Just to put that one to rest we need to define "Always". Let me provide two data points. One: In April 1983, I was part of a BoI investigating a JP crash at Elvington. We never saw a policeman from beginning to end. Had we suspected a crime, e.g. sabotage, we would have asked for an RAFP investigation. If that sabotage looked like attempted murder, we'd have passed that aspect of it to the civil police. Neither was the case, and there was NO police involvement.

Data Point 2. Last year's Red Arrows ground ejection investigation was, I understand, delayed while the BoI waited for the Civ Police to release the seat to them. What the police would have made of an ejection seat I cannot imagine, but that's when I first learnt about "Police Primacy".

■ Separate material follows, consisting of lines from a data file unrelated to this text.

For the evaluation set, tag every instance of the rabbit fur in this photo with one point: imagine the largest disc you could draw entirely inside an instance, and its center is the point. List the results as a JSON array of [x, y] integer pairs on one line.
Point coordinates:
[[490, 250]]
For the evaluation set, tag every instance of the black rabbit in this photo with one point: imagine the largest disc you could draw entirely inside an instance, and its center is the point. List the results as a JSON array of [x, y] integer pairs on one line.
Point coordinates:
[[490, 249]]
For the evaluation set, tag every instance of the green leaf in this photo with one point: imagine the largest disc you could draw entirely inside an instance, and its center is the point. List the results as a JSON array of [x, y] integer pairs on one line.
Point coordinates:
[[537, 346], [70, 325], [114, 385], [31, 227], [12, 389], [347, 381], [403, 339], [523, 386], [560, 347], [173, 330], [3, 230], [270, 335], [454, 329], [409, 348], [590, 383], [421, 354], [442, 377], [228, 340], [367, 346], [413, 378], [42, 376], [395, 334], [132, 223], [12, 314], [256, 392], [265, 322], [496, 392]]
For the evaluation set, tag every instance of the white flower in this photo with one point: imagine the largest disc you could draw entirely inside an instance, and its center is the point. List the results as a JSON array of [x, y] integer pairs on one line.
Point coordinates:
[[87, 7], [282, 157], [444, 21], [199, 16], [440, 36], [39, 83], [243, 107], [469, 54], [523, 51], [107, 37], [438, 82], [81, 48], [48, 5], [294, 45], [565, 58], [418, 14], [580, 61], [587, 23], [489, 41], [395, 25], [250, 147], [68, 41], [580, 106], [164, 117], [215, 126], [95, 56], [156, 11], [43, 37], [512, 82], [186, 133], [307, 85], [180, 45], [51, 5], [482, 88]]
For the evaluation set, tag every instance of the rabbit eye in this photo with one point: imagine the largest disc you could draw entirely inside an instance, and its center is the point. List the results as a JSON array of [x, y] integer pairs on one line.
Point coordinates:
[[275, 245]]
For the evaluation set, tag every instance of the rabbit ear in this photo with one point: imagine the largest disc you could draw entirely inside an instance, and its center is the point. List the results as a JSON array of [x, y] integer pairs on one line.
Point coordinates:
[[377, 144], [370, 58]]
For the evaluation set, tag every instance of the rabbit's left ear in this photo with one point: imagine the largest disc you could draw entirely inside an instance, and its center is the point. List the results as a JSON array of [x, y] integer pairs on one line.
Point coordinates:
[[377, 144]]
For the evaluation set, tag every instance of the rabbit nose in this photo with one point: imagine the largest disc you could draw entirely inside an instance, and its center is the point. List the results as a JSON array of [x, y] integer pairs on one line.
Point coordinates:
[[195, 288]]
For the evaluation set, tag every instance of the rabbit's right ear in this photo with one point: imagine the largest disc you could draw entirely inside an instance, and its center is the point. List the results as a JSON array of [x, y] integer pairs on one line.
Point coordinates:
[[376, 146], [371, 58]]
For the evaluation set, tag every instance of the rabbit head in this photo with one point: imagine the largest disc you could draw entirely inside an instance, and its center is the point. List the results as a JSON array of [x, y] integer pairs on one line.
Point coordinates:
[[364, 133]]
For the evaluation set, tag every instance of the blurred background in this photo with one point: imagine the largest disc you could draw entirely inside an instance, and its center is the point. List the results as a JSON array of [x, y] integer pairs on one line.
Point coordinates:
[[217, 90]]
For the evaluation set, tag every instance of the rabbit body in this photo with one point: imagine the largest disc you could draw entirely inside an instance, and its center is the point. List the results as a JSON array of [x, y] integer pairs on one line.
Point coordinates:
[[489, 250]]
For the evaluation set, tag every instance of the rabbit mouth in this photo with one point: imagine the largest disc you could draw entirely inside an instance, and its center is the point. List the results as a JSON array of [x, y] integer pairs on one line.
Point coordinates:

Now, between those two dates something changed. The organisation of the RAF has changed out of all recognition in that time, I know. So I repeat my original question. When and Why did this "Police Primacy" phenomenon occur?

Walter Kennedy's helpful contribution indicates it was subsequent to the MoK Chinook, which sounds right. Was that accident the catalyst for the change, or was there something else?

Last edited by keithl; 10th Jul 2012 at 09:52.